The law of using international courts, tribunals and commissions to compensate victims of war crimes has expanded radically in the past 30 years and will likely continue to change and grow, an expert in international litigation said at the Law School on Monday.

Lucy Reed, president of the American Society of International Law and an attorney who has been involved in numerous institutions designed to compensate victims, described how the claims have evolved over the years. She focused on the U.N. Compensation Commission, the Eritrea-Ethiopia Claims Commission, the Real Property Commissions in Bosnia-Herzegovina and Kosovo, and the Holocaust Tribunal.

“For 50 years people thought it was impossible — impossible — to find the dormant Swiss bank accounts that had been lost to the concentration camp victims,” she said, “and that’s now been done thoroughly, including with sanctions against those who deprived the holders of those bank accounts of their assets in the first place, through arbitration and litigation.”

Reed, now a partner and co-head of the global international arbitration group Freshfields Bruckhaus Deringer, recently served as an arbitrator for the Eritrea-Ethiopia Claims Commission. She began her career as a private attorney working on the Iran-U.S. Claims Tribunal, and eventually became the U.S. agent for the tribunal.

“This was really the start in many ways of the modern, transparent, publicly available body of public international law in investment and other claims,” she said.

She marveled at the changes in victim compensation since then, and suggested innovation would continue to define the field.

“There a lot of new opportunities for your generation of law students,” she told the audience. “I can’t even predict what they will be, what commissions there will be, what offenses there will be that need righting.”
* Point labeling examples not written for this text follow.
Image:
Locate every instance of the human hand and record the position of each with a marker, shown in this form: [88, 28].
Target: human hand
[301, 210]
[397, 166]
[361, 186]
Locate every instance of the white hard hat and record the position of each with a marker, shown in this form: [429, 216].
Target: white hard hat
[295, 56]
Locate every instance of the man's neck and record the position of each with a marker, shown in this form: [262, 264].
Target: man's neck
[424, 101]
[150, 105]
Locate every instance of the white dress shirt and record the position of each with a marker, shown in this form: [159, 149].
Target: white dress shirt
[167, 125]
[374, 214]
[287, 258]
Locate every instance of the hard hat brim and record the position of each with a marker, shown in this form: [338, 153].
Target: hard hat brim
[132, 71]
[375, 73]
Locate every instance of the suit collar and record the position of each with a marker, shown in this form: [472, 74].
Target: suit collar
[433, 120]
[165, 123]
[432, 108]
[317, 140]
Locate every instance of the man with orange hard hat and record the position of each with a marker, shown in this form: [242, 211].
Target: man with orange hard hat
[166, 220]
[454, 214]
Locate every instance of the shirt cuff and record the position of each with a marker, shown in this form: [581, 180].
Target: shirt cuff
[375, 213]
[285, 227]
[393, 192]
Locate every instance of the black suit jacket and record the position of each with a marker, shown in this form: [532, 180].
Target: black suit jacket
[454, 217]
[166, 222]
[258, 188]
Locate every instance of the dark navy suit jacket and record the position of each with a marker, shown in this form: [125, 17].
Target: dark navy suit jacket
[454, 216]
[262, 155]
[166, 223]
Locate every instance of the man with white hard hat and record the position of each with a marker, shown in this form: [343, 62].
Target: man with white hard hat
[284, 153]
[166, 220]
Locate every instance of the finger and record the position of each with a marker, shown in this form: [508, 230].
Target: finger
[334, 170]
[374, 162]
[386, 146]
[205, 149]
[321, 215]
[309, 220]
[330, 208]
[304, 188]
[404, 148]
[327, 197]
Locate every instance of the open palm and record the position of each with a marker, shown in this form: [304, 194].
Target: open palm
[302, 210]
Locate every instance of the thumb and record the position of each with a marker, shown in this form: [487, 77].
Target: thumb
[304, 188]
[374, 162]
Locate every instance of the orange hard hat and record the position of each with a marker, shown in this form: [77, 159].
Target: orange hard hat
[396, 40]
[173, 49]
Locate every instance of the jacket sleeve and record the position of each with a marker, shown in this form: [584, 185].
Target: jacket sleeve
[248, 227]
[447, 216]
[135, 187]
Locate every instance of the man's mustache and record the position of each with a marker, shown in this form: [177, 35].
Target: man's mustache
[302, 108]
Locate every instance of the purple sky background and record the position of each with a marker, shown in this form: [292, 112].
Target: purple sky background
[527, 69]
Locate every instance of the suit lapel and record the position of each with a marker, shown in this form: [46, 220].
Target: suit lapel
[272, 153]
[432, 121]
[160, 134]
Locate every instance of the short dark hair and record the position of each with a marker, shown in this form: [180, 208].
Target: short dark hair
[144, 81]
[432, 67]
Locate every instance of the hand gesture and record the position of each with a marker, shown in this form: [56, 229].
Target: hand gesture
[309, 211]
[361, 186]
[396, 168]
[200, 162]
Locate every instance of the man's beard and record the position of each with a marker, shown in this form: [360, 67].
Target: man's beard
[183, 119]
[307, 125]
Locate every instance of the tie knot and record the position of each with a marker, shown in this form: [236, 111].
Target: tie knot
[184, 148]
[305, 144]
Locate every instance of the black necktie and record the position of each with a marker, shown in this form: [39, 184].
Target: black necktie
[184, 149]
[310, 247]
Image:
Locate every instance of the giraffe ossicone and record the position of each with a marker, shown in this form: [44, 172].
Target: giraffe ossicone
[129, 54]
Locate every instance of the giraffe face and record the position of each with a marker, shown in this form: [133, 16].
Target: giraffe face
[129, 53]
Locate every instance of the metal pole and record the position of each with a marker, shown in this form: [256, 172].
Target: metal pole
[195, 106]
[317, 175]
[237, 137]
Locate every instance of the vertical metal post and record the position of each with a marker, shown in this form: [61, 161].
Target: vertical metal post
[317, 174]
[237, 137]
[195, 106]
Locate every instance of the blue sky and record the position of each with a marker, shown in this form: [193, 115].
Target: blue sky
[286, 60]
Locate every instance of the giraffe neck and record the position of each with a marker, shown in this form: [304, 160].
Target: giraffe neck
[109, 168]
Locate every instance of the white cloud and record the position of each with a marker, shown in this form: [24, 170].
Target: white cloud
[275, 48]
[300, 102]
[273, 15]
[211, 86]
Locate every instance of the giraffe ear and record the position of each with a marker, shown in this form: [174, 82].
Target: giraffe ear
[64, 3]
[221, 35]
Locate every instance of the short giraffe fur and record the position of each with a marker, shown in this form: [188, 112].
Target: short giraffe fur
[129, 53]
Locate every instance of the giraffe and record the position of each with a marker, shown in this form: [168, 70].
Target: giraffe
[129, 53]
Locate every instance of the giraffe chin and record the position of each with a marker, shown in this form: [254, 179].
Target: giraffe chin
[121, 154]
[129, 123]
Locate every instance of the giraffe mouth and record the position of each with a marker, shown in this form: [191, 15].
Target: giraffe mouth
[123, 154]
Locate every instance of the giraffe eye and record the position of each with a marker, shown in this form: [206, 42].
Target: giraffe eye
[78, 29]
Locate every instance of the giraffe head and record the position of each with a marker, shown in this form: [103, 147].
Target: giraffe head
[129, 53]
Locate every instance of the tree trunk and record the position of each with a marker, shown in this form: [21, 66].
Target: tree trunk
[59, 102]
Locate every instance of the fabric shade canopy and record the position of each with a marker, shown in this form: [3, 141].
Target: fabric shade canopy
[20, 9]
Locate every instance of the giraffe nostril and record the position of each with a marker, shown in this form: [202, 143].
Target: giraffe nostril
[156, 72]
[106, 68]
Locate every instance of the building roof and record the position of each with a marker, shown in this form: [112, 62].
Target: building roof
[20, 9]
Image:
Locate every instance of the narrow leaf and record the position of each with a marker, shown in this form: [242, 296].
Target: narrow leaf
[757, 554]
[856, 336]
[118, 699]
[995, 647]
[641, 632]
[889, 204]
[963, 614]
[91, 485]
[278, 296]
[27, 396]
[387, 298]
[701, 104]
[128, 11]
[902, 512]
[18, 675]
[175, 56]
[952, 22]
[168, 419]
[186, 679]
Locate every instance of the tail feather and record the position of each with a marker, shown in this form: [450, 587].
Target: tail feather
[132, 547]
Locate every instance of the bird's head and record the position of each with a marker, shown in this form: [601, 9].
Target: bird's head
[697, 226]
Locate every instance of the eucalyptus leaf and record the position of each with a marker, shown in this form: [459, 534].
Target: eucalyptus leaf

Reed said that institutions managing international claims have different goals and expectations than international criminal courts.

“In the claims commissions, our goal is to compensate and directly relieve the suffering of victims of past international law violations, with no expectation that we have a deterrent effect,” she said.
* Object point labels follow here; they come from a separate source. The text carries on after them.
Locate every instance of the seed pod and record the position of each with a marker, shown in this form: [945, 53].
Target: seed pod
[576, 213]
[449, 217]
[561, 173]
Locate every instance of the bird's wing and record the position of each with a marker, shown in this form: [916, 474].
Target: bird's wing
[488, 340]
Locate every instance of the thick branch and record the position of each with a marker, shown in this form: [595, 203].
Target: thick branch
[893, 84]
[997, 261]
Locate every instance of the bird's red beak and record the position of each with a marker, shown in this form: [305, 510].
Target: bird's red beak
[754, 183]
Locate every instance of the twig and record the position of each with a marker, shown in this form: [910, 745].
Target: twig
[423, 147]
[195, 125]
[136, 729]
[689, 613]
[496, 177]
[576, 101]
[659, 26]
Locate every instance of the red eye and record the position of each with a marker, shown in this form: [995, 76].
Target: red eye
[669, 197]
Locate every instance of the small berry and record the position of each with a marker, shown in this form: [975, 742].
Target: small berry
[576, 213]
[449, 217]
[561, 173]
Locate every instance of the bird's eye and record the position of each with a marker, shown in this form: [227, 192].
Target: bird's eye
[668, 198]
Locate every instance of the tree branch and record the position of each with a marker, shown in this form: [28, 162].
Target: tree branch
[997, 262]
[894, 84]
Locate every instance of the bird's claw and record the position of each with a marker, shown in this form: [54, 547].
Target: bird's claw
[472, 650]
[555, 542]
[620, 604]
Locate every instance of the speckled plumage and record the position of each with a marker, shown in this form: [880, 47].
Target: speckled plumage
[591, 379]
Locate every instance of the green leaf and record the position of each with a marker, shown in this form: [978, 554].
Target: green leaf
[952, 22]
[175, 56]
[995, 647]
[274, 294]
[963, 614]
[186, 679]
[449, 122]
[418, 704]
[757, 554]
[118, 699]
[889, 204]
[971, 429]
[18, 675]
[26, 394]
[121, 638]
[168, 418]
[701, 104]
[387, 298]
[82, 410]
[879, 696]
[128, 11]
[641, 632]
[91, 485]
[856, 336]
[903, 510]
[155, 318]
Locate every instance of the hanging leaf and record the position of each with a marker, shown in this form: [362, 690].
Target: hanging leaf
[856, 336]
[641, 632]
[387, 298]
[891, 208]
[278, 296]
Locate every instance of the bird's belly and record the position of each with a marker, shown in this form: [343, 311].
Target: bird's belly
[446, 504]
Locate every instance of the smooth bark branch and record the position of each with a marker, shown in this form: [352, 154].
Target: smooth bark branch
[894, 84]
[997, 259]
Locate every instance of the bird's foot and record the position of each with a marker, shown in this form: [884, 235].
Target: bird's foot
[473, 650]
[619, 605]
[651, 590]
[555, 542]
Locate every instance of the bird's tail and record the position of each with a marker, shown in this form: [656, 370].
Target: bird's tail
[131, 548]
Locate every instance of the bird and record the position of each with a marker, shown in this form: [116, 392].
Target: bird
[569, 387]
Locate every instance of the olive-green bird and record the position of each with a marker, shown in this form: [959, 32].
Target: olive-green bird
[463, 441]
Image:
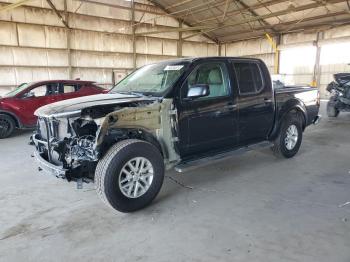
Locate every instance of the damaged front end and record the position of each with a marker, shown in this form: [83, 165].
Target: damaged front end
[66, 146]
[69, 145]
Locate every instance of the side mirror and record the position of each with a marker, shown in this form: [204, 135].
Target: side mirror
[29, 95]
[197, 91]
She noted that the International Criminal Court has a parallel claims commission, the Trust Fund for Victims, where victims not only can testify about crimes committed against them, but about how they should be compensated.
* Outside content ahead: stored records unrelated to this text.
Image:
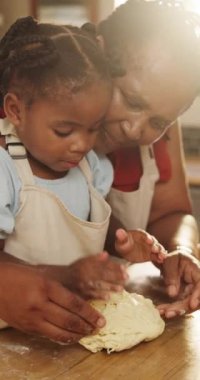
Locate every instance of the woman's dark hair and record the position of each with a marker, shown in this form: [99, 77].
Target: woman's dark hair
[134, 23]
[35, 57]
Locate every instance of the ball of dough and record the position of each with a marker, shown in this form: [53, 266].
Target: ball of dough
[130, 319]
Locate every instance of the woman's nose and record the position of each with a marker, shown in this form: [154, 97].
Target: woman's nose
[133, 128]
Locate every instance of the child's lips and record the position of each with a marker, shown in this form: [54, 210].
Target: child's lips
[70, 164]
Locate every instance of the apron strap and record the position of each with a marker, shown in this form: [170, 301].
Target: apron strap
[85, 167]
[17, 152]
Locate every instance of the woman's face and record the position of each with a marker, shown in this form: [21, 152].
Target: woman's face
[148, 99]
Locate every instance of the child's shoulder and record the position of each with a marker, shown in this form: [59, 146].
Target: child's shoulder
[8, 170]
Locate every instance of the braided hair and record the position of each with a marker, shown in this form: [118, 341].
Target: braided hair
[134, 23]
[36, 58]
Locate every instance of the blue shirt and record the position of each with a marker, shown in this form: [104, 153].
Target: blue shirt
[72, 189]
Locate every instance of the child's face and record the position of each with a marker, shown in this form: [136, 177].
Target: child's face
[146, 101]
[59, 132]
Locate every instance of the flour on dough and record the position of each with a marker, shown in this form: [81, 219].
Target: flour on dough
[131, 319]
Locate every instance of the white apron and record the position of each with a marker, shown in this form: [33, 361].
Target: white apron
[133, 208]
[45, 231]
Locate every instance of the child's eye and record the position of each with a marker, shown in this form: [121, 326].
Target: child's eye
[96, 129]
[134, 105]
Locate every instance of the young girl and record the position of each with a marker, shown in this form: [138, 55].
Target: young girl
[55, 90]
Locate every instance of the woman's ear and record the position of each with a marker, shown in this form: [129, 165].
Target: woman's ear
[13, 108]
[100, 42]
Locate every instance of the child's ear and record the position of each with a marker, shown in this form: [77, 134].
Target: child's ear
[13, 108]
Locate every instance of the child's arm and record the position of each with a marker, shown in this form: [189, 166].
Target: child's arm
[34, 303]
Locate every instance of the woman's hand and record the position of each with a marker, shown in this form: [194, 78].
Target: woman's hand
[96, 276]
[138, 246]
[39, 305]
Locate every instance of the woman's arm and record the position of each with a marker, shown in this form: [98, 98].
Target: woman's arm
[171, 219]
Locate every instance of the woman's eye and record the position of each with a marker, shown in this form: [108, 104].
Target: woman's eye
[158, 124]
[62, 134]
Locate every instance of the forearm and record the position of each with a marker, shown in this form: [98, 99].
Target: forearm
[175, 230]
[56, 272]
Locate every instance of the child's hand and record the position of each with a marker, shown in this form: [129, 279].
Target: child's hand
[96, 276]
[35, 304]
[138, 246]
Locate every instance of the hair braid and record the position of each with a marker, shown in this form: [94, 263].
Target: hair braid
[34, 58]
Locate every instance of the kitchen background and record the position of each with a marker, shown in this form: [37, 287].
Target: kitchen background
[79, 11]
“It’s always challenging to mix victim witness testimony on the facts of a criminal event and his or her desire for compensation, but this is a laudatory goal if it’s kept in control,” she said.

Reed, who spent a year of her time in law school studying at Virginia, also suggested that accounting skills are as useful as knowledge of public international law in practicing international litigation. She urged students to take courses in evidence, civil procedure, accounting, corporations and other regulatory subjects.

“If you pursue a career in international law, you can’t expect constant thrills,” she said. “Most of it, like any work, is more prosaic.”

Reed told students to keep their eyes open to new opportunities in international law.

“In your careers there will be new legal institutions and new initiatives happening that you need to be aware of,” she said.

Reed said it wasn’t an “impossible dream” that war criminals who have stashed away billions of dollars in conflict diamonds or gold, or laundered money be brought to justice.

“One day victims may be able to be compensated from those illegal gains in modern international criminal cases.”

Reed’s talk was sponsored by the Human Rights Program, the J.B. Moore Society of International Law, the Student Bar Association, and the Virginia Journal of International Law.